Artists crazy about aluminium
Aluminium inspires artists to realize crazy ideas. Here are two examples of how useful the brilliantly varied properties of aluminium can be.
Aluminium alloys are better than other metals in areas such as mechanical stability and thermal management, as well as weight. This is important for use in scores of industrial applications.
Artists also have found the metal quite useful in their world, the world of art.
American artist Jeff Koons took 20 years to complete Play-Doh, his sculpture which looks like a 10-foot-tall pile of colorful and soft clay. It is actually aluminium.
Koons assembled Play-Doh with 27 interlocking sections of painted aluminium. Gravity basically joins the sections, with the weight of each colored section pressing down on the one below.
Can you imagine turning aluminium into such a convincing model of soft clay?
Aluminium recreates nature in Nebraska sculpture
Another American artist, Ed Carpenter, uses aluminium in his work.

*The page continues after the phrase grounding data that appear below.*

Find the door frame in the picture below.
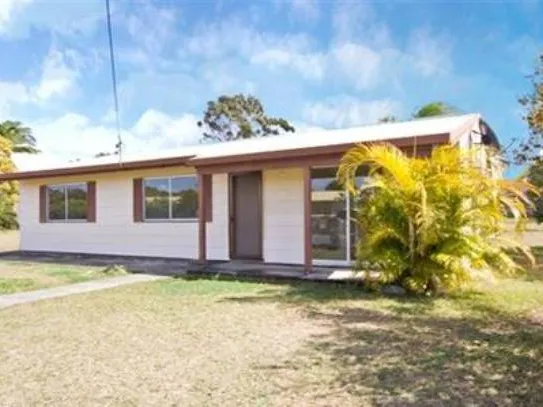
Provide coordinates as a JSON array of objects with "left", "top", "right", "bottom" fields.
[{"left": 228, "top": 171, "right": 263, "bottom": 260}]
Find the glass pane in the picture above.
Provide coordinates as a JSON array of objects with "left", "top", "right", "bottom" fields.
[
  {"left": 48, "top": 186, "right": 66, "bottom": 220},
  {"left": 350, "top": 176, "right": 370, "bottom": 260},
  {"left": 171, "top": 176, "right": 198, "bottom": 219},
  {"left": 67, "top": 184, "right": 88, "bottom": 220},
  {"left": 311, "top": 167, "right": 347, "bottom": 260},
  {"left": 144, "top": 178, "right": 170, "bottom": 219}
]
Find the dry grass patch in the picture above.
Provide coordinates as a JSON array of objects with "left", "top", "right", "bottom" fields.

He chose to use aluminium in his 45-foot-tall “Harvest” sculpture in Lincoln, Nebraska, because it is light and rigid and non-corrosive.

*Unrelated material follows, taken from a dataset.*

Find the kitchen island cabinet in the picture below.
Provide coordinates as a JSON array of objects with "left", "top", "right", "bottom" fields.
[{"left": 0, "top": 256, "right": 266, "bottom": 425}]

What he needed was a lightweight and durable way to attach the glass in the sculpture to the cables. Using the extrusion process, his supplier manufactured a complex cross section to attach the glass to the aluminium and to accept set screws to grip the cables.
Harvest is adding life to the city space in Lincoln. The sculpture is dazzling in daylight and nice at night. Its form suggests a sheaf of wheat, symbolizing the bountifulness of this agricultural region.